Here, \(a=3\) and \(V=x^2\).
\(F(D) = (D-1)^2\).
$$ y_p = e^{3x} \frac{1}{((D+3)-1)^2} x^2 = e^{3x} \frac{1}{(D+2)^2} x^2 $$ Now we need to evaluate \( \frac{1}{(D+2)^2} x^2 \).
We can use binomial expansion: $$ \frac{1}{(D+2)^2} = \frac{1}{[2(1+D/2)]^2} = \frac{1}{4} (1+D/2)^{-2} $$ Using the expansion \( (1+u)^{-2} = 1 - 2u + 3u^2 - \dots \): $$ \frac{1}{4} (1 - 2(D/2) + 3(D/2)^2 - \dots) = \frac{1}{4} (1 - D + \frac{3}{4}D^2 - \dots) $$ Apply this operator to \(x^2\): $$ y_p = e^{3x} \frac{1}{4} (1 - D + \frac{3}{4}D^2 - \dots) x^2 $$ $$ D(x^2) = 2x $$ $$ D^2(x^2) = 2 $$ $$ D^3(x^2) = 0 $$ So we only need terms up to \(D^2\).

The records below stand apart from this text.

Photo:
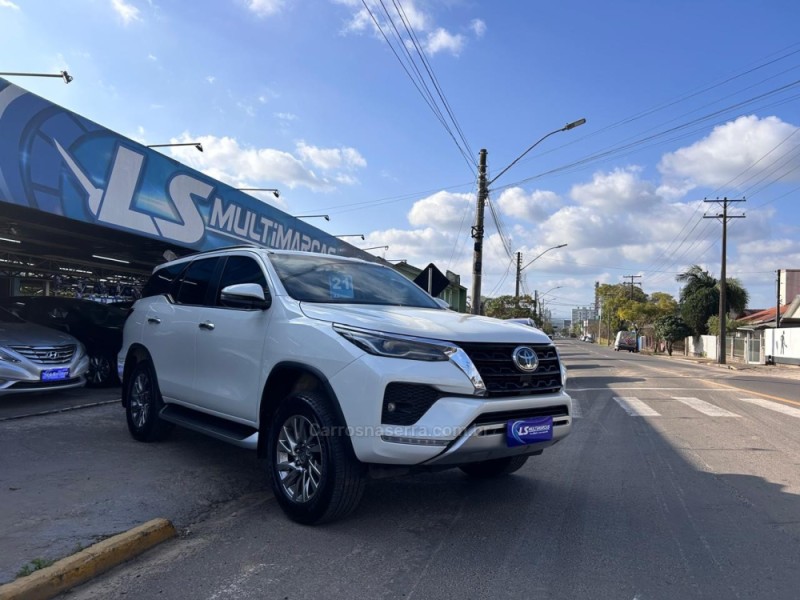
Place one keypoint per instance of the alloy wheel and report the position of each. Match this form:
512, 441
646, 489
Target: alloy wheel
299, 458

$$ y_p = \frac{e^{3x}}{4} [1(x^2) - D(x^2) + \frac{3}{4}D^2(x^2)] $$ $$ y_p = \frac{e^{3x}}{4} [x^2 - 2x + \frac{3}{4}(2)] $$ $$ y_p = \frac{e^{3x}}{4} [x^2 - 2x + \frac{3}{2}] $$ To match the options which have a factor of 1/8, multiply inside by 2 and outside by 1/2: $$ y_p = \frac{e^{3x}}{8} [2x^2 - 4x + 3] $$ This matches option (3).